Женщина вытаращила глаза и резко втянула воздух носом, а ее деймон негромко вскрикнул.
Пан посмотрел ей прямо в глаза и покачал головой.
– Этого не может быть! – прошептала она.
– Конечно, – ответил он шепотом. – Так не бывает.
Попугай захныкал от ужаса. Из-за двери снова потянуло курительным листом. Стенографистка сгребла бумаги в охапку и побежала к выходу, даже не продев вторую руку в рукав. Попугай вылетел из дома первым, женщина выскочила следом и захлопнула за собой дверь.
Ждать чего-то еще не было смысла. Пан вошел в прокуренный, кабинет, где книжные полки высились от пола до потолка и Готфрид Бранде восседал за большим столом, лицом к двери.
Главный философ Виттенберга оказался сухопарым, но широкоплечим, с коротко подстриженными седыми волосами и очень светлыми голубыми глазами. Одет он был совсем не по-домашнему – наоборот, так, словно собрался читать лекцию перед целой аудиторией. И на его лице застыла маска ужаса.
Пан поискал взглядом его деймона и увидел огромную немецкую овчарку. Та лежала на ковре у ног Бранде и спала – или притворялась спящей. Казалось, что она старается сжаться в комок, стать меньше и незаметнее.
Бранде не пошевелился, только отвел взгляд от Пана и уставился в угол. Судя по лицу, он все еще был насмерть перепуган, – если только это выражение ужаса не было для него естественным. Пан растерялся: такой реакции он точно не ожидал.
Пройдя через комнату, он вспрыгнул на стол.
Бранде закрыл глаза и отвернулся.
– Вы украли у Лиры воображение! – заявил Пан.
Бранде сидел неподвижно. Ни слова, ни звука.

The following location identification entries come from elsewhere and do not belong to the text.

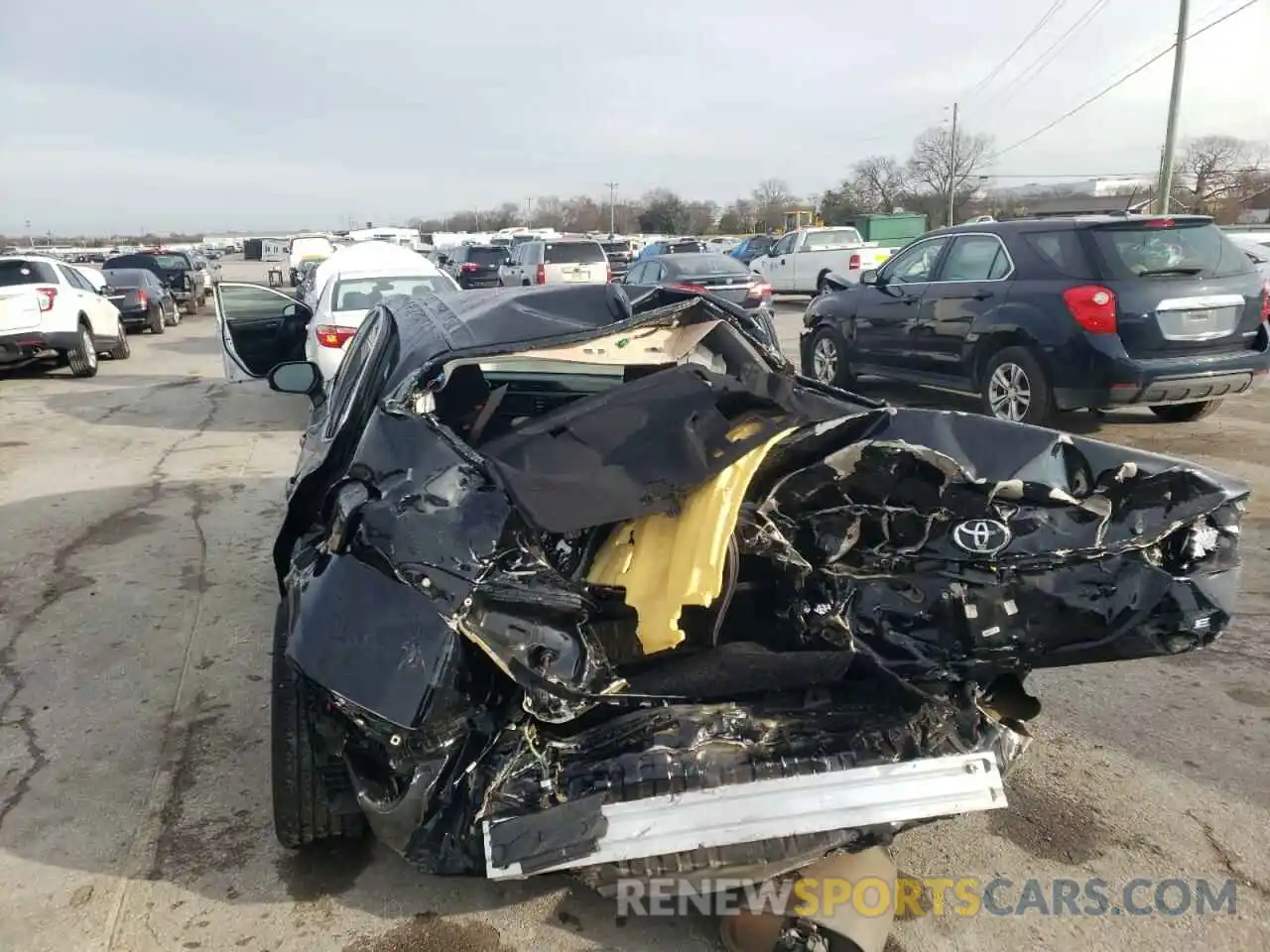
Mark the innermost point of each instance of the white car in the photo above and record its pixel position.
(554, 262)
(49, 308)
(347, 298)
(321, 329)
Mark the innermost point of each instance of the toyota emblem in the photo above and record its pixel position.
(980, 536)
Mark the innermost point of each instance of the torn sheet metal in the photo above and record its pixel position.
(829, 587)
(667, 561)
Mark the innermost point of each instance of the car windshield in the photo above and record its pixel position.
(17, 272)
(833, 238)
(572, 253)
(486, 255)
(126, 277)
(699, 266)
(1199, 250)
(363, 294)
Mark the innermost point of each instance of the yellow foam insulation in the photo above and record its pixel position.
(666, 562)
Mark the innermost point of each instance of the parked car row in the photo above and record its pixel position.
(54, 312)
(1043, 315)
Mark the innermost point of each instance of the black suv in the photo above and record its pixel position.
(172, 268)
(1057, 313)
(474, 266)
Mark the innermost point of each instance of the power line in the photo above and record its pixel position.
(1048, 55)
(1046, 18)
(1124, 79)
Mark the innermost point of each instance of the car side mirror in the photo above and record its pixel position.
(296, 377)
(835, 282)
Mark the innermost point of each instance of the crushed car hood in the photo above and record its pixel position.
(697, 581)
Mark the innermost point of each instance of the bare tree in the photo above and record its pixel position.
(701, 216)
(772, 198)
(1222, 169)
(879, 182)
(945, 167)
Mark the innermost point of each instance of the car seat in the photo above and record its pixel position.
(461, 399)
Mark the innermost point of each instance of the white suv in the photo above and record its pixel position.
(557, 262)
(49, 308)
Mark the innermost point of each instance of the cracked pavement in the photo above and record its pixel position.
(135, 607)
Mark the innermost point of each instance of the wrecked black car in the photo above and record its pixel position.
(579, 581)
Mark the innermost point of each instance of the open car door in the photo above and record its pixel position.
(258, 327)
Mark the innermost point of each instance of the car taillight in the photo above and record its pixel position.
(1092, 307)
(333, 335)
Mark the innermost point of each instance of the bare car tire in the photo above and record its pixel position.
(82, 358)
(1015, 388)
(302, 814)
(829, 363)
(1185, 413)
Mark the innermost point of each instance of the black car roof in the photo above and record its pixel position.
(1061, 223)
(500, 318)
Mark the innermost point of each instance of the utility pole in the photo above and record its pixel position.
(612, 207)
(952, 167)
(1175, 96)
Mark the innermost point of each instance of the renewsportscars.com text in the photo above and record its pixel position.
(930, 895)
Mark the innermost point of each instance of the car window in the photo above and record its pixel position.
(485, 254)
(1202, 250)
(916, 263)
(71, 277)
(834, 238)
(574, 253)
(19, 272)
(1064, 252)
(352, 372)
(975, 258)
(698, 266)
(363, 294)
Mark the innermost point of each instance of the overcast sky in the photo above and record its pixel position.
(275, 113)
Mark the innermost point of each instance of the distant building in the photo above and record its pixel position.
(266, 249)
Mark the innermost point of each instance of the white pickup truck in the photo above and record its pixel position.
(801, 261)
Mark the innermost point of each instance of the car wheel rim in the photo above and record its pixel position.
(1010, 393)
(825, 361)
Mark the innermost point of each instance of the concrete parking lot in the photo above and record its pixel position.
(136, 603)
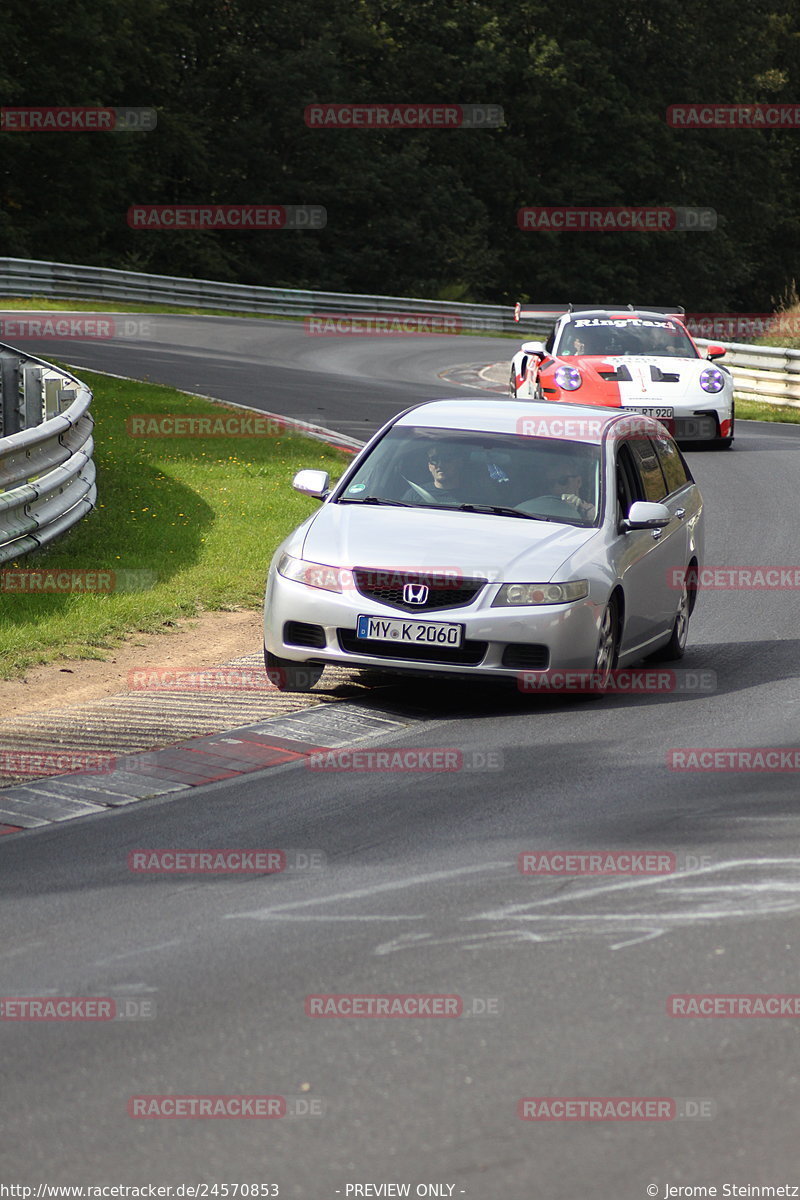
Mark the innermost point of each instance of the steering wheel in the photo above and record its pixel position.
(548, 507)
(421, 491)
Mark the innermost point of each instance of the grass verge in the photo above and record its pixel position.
(185, 523)
(757, 411)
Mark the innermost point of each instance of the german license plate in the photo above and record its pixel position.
(661, 414)
(409, 633)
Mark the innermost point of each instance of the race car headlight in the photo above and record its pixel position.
(711, 379)
(567, 378)
(512, 594)
(314, 575)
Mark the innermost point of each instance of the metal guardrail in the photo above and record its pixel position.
(762, 372)
(30, 277)
(768, 373)
(47, 474)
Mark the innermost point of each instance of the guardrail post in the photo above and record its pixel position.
(34, 390)
(12, 396)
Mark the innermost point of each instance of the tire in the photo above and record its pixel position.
(607, 653)
(677, 645)
(289, 676)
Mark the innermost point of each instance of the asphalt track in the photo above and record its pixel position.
(420, 894)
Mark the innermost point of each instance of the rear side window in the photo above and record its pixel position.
(650, 473)
(672, 463)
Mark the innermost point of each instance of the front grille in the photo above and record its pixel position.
(524, 657)
(386, 587)
(298, 633)
(467, 655)
(620, 376)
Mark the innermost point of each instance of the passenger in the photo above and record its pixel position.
(565, 481)
(449, 468)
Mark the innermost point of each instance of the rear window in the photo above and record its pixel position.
(672, 463)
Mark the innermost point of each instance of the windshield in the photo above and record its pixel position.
(543, 479)
(625, 335)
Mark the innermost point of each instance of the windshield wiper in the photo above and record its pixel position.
(378, 499)
(500, 510)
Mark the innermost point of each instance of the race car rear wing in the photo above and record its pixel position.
(542, 311)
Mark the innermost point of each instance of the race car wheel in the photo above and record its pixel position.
(512, 384)
(289, 676)
(726, 443)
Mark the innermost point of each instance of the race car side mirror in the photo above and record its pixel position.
(312, 483)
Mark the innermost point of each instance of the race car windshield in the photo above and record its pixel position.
(540, 478)
(606, 335)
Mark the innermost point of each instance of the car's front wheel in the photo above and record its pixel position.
(289, 676)
(607, 652)
(677, 645)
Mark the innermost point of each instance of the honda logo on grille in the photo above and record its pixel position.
(415, 593)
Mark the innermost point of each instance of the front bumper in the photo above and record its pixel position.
(497, 641)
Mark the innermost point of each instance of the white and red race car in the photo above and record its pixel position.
(639, 359)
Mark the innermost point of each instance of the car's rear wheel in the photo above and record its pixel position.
(289, 676)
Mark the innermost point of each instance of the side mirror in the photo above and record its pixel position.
(312, 483)
(644, 515)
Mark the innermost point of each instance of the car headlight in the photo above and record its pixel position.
(567, 378)
(314, 575)
(511, 594)
(711, 379)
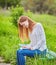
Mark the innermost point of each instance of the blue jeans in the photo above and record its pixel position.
(26, 52)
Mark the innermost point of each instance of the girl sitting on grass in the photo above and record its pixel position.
(35, 32)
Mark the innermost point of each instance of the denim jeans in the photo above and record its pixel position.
(26, 52)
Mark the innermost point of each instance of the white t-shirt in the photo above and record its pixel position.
(37, 38)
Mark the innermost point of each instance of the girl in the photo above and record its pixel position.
(35, 32)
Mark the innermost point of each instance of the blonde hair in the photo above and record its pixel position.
(24, 32)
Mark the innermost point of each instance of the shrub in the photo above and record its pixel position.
(15, 13)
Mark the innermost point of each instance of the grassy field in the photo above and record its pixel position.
(9, 40)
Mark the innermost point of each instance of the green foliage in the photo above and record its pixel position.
(9, 40)
(15, 13)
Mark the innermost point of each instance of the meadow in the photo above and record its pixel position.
(9, 40)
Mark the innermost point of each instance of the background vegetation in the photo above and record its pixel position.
(43, 11)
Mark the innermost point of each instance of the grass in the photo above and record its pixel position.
(9, 39)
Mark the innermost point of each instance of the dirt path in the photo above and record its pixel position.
(2, 62)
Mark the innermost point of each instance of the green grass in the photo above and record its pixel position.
(9, 39)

– Да-да, украли! – повторил Пан. – Или испортили его. Или отравили. Из-за вас оно стало мелким и злым. И я требую, чтобы вы все исправили и вернули, как было!
Дрожащей рукой Бранде нащупал пепельницу и положил сигару, не открывая глаз.
– Что вы сейчас диктовали?
Молчание.
– Не больно-то похоже на роман. Вы больше не пишете художественных книг?
Веки Бранде дрогнули и чуть-чуть приоткрылись, буквально на долю секунды, но Пан успел заметить, что философ старается по-прежнему смотреть в сторону.
– Кто эта девочка во дворе? Почему вы ее наняли играть в детские игры? – Сказав это, Пан внезапно понял, что не слышал ударов мяча о стенку с того самого момента, как ушел со двора. – Как ее зовут? Сколько вы ей платите?
Бранде вздохнул, но едва слышно, по-прежнему пытаясь делать вид, что ничего не происходит. Овчарка на полу завозилась – возможно, перевернулась на другой бок, – и сдавленно заскулила.
Пан подошел к краю стола и посмотрел вниз. Овчарка съежилась у ног Бранде, прикрывая глаза лапой. Было в ней что-то странное – и не только необъяснимый страх такого большого и сильного существа перед маленькой куницей. Пан почувствовал нечто жуткое, неестественное… нечто, от чего он вспомнил слова той девочки во дворе.
Он снова повернулся к Бранде:
– Она сказала, что здесь водятся призраки. Что их слишком много. «Они возвращаются», – вот что она сказала. Значит, вы думаете, что я призрак? Серьезно, вы так считаете?
Бранде крепко зажмурился и сидел абсолютно неподвижно, как будто надеялся, что это сделает его невидимкой.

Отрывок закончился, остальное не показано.